Я обхватываю ее за талию и снова обнимаю, крепко сжимая ее и пытаясь поднять с земли.
—
Я довольствуюсь тем, что целую ее в щеку.
— Я скучала по тебе. Повар у Грифонов готовит самую дерьмовую еду.
— У них нет хорошего повара, при таких-то деньгах? — удивленно спрашивает она.
— Там только здоровая пища. Я ненавижу ее.
Грета вздрагивает, как будто я сказала, что они подают живых крыс.
— Нет ничего полезнее оливкового масла и красного вина. Питайся как итальянец, и проживешь вечность. Вредно быть слишком худым.
Мне удается подавить смешок. Не думаю, что Грета когда-либо была в пределах пятидесяти фунтов от худобы, да и я, честно говоря, никогда не была палкой. Так что мы знаем об этом не по собственному опыту. Но вид у нее несчастный.
— Где папа? — спрашиваю я.
— Он наверху, в комнате твоей мамы.
Она имела в виду музыкальную комнату. Моя мама обучалась классической игре на пианино до того, как встретила папу. Ее рояль до сих пор стоит в самой солнечной комнате на верхнем этаже, вместе со всеми ее сборниками сочинений и нотами.
Я поднимаюсь по двум лестничным пролетам, чтобы найти папу. Лестница узкая и скрипучая, деревянные ступеньки едва достаточно широкие, чтобы Данте мог подняться, не задевая плечами стены по обе стороны.
Папа сидит за маминым пианино и смотрит на клавиши. Он настраивает и ремонтирует пианино каждый год, хотя мама была единственной, кто играл на нем.
Я ясно помню, как она сидела именно на этом месте. Меня поражало, как быстро ее руки летали по клавишам, учитывая, что она была маленького роста, а ее руки были едва ли больше моих.
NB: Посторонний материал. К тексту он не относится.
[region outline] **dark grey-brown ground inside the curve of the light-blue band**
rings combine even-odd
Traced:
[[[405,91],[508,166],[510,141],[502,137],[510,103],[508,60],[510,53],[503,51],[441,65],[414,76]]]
У меня не так много других воспоминаний о ней. Я завидую, что мои братья знали ее намного дольше меня. Мне было всего шесть лет, когда она умерла.
Она думала, что это грипп. Она затаилась в своей спальне, не желая передавать его остальным. Когда мой отец понял, насколько она больна, было уже слишком поздно. Она умерла от менингита, проболев всего два дня.
Мой отец чувствовал себя ужасно виноватым. И до сих пор чувствует.
В нашем мире все знают, что могут потерять члена семьи в результате насилия. Галло потеряли больше, чем выпало на нашу долю. Однако невозможно предугадать тихого убийцу, болезнь, поразившую такую молодую и в остальном здоровую женщину.
Папа был опустошен. Он сильно любил маму.
Когда-то он увидел ее выступление в театре «Ривьера». Он несколько недель посылал ей цветы, духи и драгоценности, прежде чем она согласилась поужинать с ним. Он был на двенадцать лет старше ее и уже успел прославиться.
Он ухаживал за ней еще два года, прежде чем она согласилась выйти за него замуж.
Я не знаю, что она думала о его работе или о его семье. Но знаю, что она, по крайней мере, обожала своих детей. Она всегда говорила о своих трех красивых мальчиках и обо мне, своем последнем маленьком сюрпризе.
У Данте ее сосредоточенность. У Неро — ее талант. У Себастьяна — ее доброта. Я не знаю, что у меня от нее — наверное, глаза.
Я немного умею играть на пианино. Но не так, как она.